A Driftwood Way home abandoned since a massive landslide made national headlines in 2013 burned to the ground Sunday night.
The house, a double-wide manufactured home, was red-tagged by Island County following the disaster in Ledgewood last March as unsafe to enter or live. The house had slid toward the shoreline during the landslide and part of it teetered over the edge of a mound.
The landslide destroyed a section of Driftwood Way and left firefighters Sunday with several challenges to overcome before they could extinguish the blaze.
With a portion of the road gone, the only access to the neighborhood is provided by a small, one-lane-wide road. The road’s narrow width and a hairpin turn made it impossible for large fire engines to maneuver down to the neighborhood. Rather, three smaller brush apparatus responded to the Sunday evening fire, said Chad Michael, deputy chief of Central Whidbey Fire and Rescue.
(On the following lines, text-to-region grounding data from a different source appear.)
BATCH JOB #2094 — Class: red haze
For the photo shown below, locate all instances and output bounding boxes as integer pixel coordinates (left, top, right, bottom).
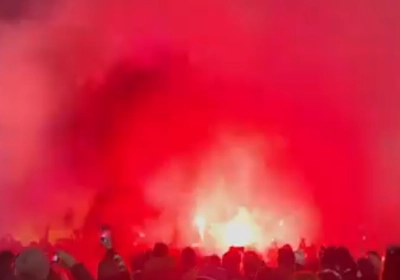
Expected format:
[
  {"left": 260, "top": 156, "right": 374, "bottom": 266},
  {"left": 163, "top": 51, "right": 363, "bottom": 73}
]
[{"left": 0, "top": 0, "right": 399, "bottom": 250}]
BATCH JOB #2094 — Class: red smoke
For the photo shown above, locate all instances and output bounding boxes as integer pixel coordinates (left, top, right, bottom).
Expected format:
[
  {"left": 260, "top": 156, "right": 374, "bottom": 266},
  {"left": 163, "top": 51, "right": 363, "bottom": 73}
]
[{"left": 0, "top": 0, "right": 399, "bottom": 251}]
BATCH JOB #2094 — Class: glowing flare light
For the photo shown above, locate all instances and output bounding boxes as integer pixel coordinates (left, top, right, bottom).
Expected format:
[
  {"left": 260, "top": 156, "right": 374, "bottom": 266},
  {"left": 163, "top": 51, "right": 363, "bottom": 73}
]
[
  {"left": 193, "top": 215, "right": 206, "bottom": 241},
  {"left": 194, "top": 206, "right": 262, "bottom": 249},
  {"left": 220, "top": 207, "right": 260, "bottom": 247}
]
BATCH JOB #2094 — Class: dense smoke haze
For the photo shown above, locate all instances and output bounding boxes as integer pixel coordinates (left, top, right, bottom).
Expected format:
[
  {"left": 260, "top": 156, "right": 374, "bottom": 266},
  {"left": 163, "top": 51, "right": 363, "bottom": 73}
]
[{"left": 0, "top": 0, "right": 399, "bottom": 249}]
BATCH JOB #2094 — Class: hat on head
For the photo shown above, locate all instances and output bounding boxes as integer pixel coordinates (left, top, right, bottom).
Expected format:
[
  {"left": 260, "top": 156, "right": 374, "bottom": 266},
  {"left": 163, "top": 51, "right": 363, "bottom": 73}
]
[{"left": 15, "top": 247, "right": 50, "bottom": 280}]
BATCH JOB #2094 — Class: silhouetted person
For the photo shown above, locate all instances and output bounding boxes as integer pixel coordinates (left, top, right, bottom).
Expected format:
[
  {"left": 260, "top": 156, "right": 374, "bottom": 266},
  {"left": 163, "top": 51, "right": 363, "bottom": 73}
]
[
  {"left": 181, "top": 247, "right": 198, "bottom": 280},
  {"left": 335, "top": 247, "right": 356, "bottom": 280},
  {"left": 142, "top": 243, "right": 175, "bottom": 280},
  {"left": 243, "top": 251, "right": 262, "bottom": 280},
  {"left": 382, "top": 246, "right": 400, "bottom": 280},
  {"left": 0, "top": 250, "right": 14, "bottom": 280},
  {"left": 199, "top": 255, "right": 227, "bottom": 280},
  {"left": 222, "top": 249, "right": 242, "bottom": 280},
  {"left": 357, "top": 257, "right": 378, "bottom": 280}
]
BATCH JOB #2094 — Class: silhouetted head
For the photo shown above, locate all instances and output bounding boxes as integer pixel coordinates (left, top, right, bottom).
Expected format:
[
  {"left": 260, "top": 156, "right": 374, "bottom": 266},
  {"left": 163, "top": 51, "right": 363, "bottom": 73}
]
[
  {"left": 152, "top": 243, "right": 169, "bottom": 258},
  {"left": 277, "top": 245, "right": 295, "bottom": 270},
  {"left": 207, "top": 255, "right": 221, "bottom": 267},
  {"left": 366, "top": 251, "right": 382, "bottom": 276},
  {"left": 320, "top": 247, "right": 338, "bottom": 270},
  {"left": 243, "top": 251, "right": 262, "bottom": 277},
  {"left": 335, "top": 247, "right": 355, "bottom": 272},
  {"left": 14, "top": 247, "right": 50, "bottom": 280},
  {"left": 181, "top": 247, "right": 197, "bottom": 270},
  {"left": 222, "top": 249, "right": 241, "bottom": 273}
]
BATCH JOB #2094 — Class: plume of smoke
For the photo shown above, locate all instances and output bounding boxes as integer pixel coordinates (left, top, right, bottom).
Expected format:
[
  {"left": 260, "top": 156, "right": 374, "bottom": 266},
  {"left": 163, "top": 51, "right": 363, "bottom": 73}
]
[
  {"left": 0, "top": 0, "right": 112, "bottom": 239},
  {"left": 0, "top": 0, "right": 399, "bottom": 248}
]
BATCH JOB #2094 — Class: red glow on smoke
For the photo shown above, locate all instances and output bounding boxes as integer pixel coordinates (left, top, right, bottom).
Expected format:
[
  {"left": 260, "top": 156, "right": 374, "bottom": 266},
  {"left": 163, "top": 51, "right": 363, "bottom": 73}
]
[{"left": 2, "top": 0, "right": 399, "bottom": 252}]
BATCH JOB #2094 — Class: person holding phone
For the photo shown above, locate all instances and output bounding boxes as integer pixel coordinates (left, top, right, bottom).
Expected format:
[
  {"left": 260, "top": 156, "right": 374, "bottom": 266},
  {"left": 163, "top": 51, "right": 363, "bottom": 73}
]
[
  {"left": 15, "top": 247, "right": 94, "bottom": 280},
  {"left": 97, "top": 226, "right": 130, "bottom": 280}
]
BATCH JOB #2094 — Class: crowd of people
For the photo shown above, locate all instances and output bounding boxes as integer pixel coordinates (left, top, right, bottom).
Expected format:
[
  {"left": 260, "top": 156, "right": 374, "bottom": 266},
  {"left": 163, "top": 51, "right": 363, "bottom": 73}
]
[{"left": 0, "top": 230, "right": 399, "bottom": 280}]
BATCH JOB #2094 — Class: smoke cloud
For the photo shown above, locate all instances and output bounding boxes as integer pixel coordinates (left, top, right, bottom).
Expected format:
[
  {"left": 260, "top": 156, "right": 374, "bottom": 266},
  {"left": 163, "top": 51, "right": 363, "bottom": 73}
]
[{"left": 0, "top": 0, "right": 399, "bottom": 247}]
The fire was reported by Ralph Young, who lives in a house atop of the bluff overlooking the manufactured home. He was just getting ready for bed after celebrating the Seahawks victory when he spotted the fire.
“It was quite an inferno,” Young said when he reported the blaze.
Michael said the fire had engulfed the home by the time firefighters arrived on Driftwood Way, about 10 minutes after getting the call.
Firefighters accessed the fire from a neighboring house. They had to string fire hose approximately 500 feet down a ravine created by last year’s landslide and up a mound where the abandoned house was resting.
A brush apparatus holds 250 gallons of water. While one was used to fight the blaze, the other two were used to ferry water to the site, Michael said.
In all, 20 firefighters from Central Whidbey Fire and Rescue, North Whidbey Fire and Rescue, Naval Air Station Whidbey and South Whidbey Fire/EMS assisted in dousing the blaze.
The fire was extinguished around 1:50 a.m. Monday morning and a small number of firefighters remained on scene throughout the day extinguishing flare-ups.
Michael said a fire investigator combed through the wreckage Tuesday after The Record’s press deadline to determine a cause of the blaze.